While working at Yellow Two and Strawberry Studios recording studios, she played guitar, synthesiser and programmed computers in group What?Noise from 1986 until 1991. She contributed to album Fat and 12" vinyl EP Vein. What?Noise toured in the UK and recorded at the studios where they worked as sound technicians.
 At the closure of Strawberry studios in 1991 Adamson helped to rescue a number of copy-master tapes from destruction (they were thrown in a skip outside the building). There were a number of tapes that included recordings by Factory Records and other artists.

She was a member of the Fall between 1995 and 2001, playing keyboards, guitar, vocals and computers. She contributed to albums The Twenty Seven Points, The Light User Syndrome, Levitate, The Post Nearly Man, The Marshall Suite and The Unutterable.
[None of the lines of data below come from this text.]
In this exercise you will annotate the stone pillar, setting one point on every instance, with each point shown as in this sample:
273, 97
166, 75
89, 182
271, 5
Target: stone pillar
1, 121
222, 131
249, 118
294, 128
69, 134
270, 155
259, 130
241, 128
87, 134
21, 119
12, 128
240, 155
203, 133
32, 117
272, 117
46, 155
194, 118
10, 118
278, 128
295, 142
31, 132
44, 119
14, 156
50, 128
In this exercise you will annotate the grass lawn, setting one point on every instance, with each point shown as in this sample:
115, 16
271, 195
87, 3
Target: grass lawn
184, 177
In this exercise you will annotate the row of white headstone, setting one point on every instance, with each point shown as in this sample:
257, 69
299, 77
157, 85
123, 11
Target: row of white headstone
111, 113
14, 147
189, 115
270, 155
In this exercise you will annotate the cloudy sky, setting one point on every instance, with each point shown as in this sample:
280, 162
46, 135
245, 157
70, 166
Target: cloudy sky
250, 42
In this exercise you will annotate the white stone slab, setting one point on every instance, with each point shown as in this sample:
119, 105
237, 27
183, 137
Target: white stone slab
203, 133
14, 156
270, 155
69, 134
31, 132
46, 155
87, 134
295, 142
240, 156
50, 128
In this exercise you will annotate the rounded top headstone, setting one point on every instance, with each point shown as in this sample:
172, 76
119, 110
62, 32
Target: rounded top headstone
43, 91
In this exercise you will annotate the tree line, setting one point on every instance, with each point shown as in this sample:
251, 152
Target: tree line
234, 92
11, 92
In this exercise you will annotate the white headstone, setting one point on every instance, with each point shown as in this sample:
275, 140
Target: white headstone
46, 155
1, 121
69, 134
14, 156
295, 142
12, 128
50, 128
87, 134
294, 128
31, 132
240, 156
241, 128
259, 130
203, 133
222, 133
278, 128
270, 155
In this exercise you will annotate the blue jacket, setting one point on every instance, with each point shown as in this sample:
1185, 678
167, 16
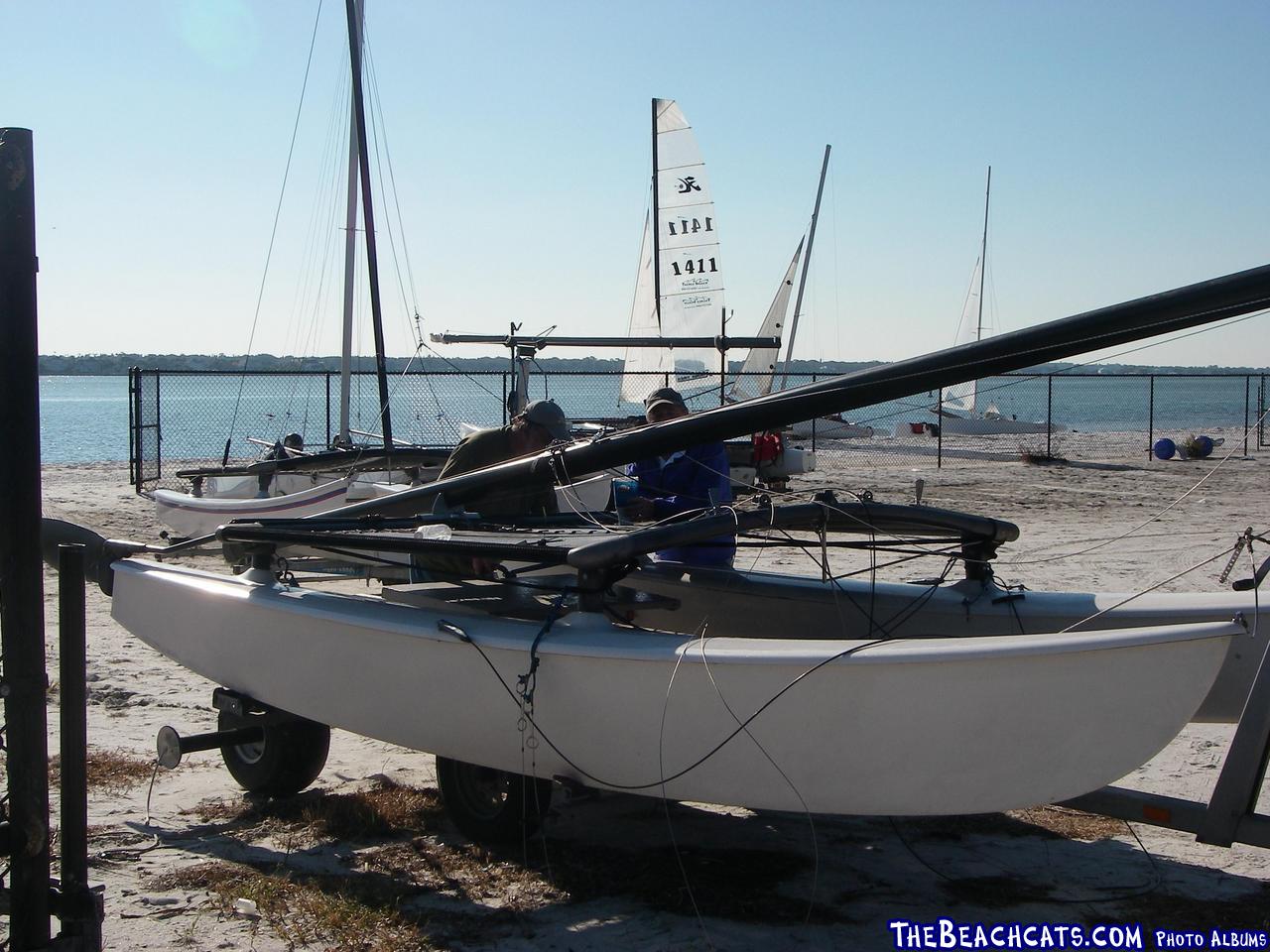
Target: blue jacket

She and Mark E Smith contributed to songs by Elastica and performed at the 'Sacred and Profane' themed Meltdown Festival hosted by Nick Cave in 1999. Adamson toured extensively with the Fall.

In 2006, Adamson launched Invisiblegirl Records and Invisible Girl Music Publishing, with over 30 releases to date. Invisible Girl Music includes an expanding publishing catalogue of original songs from the singer-songwriters on her record label.